How to solve this product recursion?

Question

The recursion is given by $$T(N)=2((\log N)T(N^{3/8})T(N^{1/4}))^2$$ $$T(N)=1\mbox{ if }M<1.$$ Is there a good upper bound?

Answer 1

No, there are no upper bounds on this function. In fact, either there are infinite families of functions satisfying this equation, or there are no solutions at all. Define the equivalence relation $\sim$ on real numbers by $x\sim y$ if there is exist $n,m \in \Bbb N$ such that $x^n = y^m$. The equivalence classes of this relation are countable, so there must be an uncountable number of such classes.

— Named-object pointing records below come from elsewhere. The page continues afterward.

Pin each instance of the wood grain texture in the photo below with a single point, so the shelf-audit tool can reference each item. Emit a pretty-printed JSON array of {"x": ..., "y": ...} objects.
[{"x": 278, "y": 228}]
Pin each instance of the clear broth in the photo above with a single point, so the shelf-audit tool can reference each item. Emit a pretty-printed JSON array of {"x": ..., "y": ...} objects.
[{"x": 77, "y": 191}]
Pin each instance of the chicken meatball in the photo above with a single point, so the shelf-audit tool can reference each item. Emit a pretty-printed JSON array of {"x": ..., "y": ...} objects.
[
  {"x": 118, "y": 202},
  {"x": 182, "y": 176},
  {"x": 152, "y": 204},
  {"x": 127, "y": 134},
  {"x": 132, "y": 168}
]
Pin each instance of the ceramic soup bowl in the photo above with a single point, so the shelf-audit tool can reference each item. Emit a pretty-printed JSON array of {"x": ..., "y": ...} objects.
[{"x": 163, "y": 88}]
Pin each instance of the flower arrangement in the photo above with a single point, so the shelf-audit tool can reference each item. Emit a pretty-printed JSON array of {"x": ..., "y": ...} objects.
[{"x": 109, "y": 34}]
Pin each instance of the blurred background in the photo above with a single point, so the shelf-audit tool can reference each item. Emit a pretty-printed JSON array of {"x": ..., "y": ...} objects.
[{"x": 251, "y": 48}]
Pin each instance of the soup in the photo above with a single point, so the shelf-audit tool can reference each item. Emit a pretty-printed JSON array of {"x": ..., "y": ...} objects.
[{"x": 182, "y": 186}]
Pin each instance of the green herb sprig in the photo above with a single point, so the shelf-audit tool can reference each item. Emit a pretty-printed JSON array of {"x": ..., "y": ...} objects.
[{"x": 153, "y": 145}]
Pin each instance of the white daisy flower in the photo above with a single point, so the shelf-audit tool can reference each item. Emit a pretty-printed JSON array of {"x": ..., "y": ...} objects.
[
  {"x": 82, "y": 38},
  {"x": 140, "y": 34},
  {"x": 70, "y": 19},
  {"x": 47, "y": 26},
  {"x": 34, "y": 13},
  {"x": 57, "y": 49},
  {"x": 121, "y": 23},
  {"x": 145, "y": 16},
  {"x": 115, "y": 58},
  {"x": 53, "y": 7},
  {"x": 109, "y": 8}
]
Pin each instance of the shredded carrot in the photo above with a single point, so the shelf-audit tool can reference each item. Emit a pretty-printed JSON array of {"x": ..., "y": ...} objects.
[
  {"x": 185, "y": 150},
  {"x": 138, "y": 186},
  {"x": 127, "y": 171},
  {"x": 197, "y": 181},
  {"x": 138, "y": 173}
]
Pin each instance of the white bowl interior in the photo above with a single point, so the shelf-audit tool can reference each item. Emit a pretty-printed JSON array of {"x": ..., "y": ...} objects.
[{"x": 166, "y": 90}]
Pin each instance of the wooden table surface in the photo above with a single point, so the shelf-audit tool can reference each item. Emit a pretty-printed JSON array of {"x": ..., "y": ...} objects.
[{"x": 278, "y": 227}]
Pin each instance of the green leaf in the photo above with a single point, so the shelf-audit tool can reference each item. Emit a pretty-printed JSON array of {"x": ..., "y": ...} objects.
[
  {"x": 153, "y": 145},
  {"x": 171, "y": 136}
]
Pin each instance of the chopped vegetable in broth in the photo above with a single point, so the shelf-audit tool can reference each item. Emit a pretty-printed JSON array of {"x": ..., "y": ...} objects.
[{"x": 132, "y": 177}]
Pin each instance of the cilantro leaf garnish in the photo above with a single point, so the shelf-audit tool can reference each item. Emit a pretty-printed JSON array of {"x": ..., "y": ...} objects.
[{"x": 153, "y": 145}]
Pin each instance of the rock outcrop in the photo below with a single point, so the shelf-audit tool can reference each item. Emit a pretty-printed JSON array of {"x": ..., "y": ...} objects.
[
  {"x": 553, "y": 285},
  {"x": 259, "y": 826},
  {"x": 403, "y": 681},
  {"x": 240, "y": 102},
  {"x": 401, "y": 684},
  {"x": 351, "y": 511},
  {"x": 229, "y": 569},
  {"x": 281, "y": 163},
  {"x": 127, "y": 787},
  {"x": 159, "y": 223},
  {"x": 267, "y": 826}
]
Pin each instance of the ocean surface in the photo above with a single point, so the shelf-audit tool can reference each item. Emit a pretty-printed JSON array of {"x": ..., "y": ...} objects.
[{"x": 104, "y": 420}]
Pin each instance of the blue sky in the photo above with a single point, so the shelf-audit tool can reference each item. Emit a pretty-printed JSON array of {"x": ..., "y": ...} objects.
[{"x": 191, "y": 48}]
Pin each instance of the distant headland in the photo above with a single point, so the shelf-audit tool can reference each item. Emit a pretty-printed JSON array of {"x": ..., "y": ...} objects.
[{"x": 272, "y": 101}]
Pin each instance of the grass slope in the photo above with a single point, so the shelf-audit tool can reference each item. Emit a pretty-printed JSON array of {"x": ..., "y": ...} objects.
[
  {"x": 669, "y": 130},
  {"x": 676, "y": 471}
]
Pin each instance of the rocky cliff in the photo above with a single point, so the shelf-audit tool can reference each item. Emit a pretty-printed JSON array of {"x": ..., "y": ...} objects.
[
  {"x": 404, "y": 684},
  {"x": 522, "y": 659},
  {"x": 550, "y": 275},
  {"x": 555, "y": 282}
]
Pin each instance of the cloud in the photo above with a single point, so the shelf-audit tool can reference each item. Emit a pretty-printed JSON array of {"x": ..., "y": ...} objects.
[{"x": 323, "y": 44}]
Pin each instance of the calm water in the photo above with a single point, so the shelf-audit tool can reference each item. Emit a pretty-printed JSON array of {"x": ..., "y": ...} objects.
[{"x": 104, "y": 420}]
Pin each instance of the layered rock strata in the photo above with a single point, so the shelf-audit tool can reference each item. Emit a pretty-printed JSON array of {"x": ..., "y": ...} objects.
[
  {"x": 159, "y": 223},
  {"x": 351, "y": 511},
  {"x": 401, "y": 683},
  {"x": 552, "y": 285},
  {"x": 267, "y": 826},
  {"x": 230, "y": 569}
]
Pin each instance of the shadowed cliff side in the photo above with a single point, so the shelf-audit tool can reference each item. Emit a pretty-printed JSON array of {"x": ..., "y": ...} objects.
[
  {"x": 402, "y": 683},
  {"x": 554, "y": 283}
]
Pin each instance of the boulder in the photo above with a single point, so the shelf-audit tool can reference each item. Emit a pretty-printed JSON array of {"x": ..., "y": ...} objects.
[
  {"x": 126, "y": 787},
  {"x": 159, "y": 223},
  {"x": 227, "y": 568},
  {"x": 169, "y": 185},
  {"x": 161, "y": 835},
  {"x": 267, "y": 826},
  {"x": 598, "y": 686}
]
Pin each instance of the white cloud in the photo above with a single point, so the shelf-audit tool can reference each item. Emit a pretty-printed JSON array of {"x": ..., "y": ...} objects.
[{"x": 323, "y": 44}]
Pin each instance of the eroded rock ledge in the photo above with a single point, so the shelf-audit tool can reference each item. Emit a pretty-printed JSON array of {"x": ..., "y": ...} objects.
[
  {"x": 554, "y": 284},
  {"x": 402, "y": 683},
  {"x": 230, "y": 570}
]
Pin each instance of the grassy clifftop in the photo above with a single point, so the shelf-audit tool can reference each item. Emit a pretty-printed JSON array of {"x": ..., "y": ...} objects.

And it is easy to verify that an infinite number of distinct equivalence classes contain natural numbers.

Yet $T$ can be defined independently on each equivalence class, as $N, N^{3/8}, N^{1/4}$ are all equivalent to each other. (In fact, there are certainly subclasses of these classes that can be defined independently - I just went with the easiest relation that worked, here.) For each independent set, you can choose an arbitrary $x$ for the set, choose an arbitrary value for $T(x)$ and figure out what values of $T(y)$ for $y$ in the same set are compatible with it (you will likely find other arbitrary choices are required to fully define $T$ even on that set).

As a result of being able to choose $T(x)$ arbitrarily for at least one $x$ in an infinite number of classes, $T$ does not satisfy any definite upper bound. You might be able to make your choices so that a bound exists, but you can also make choices that defy any bound.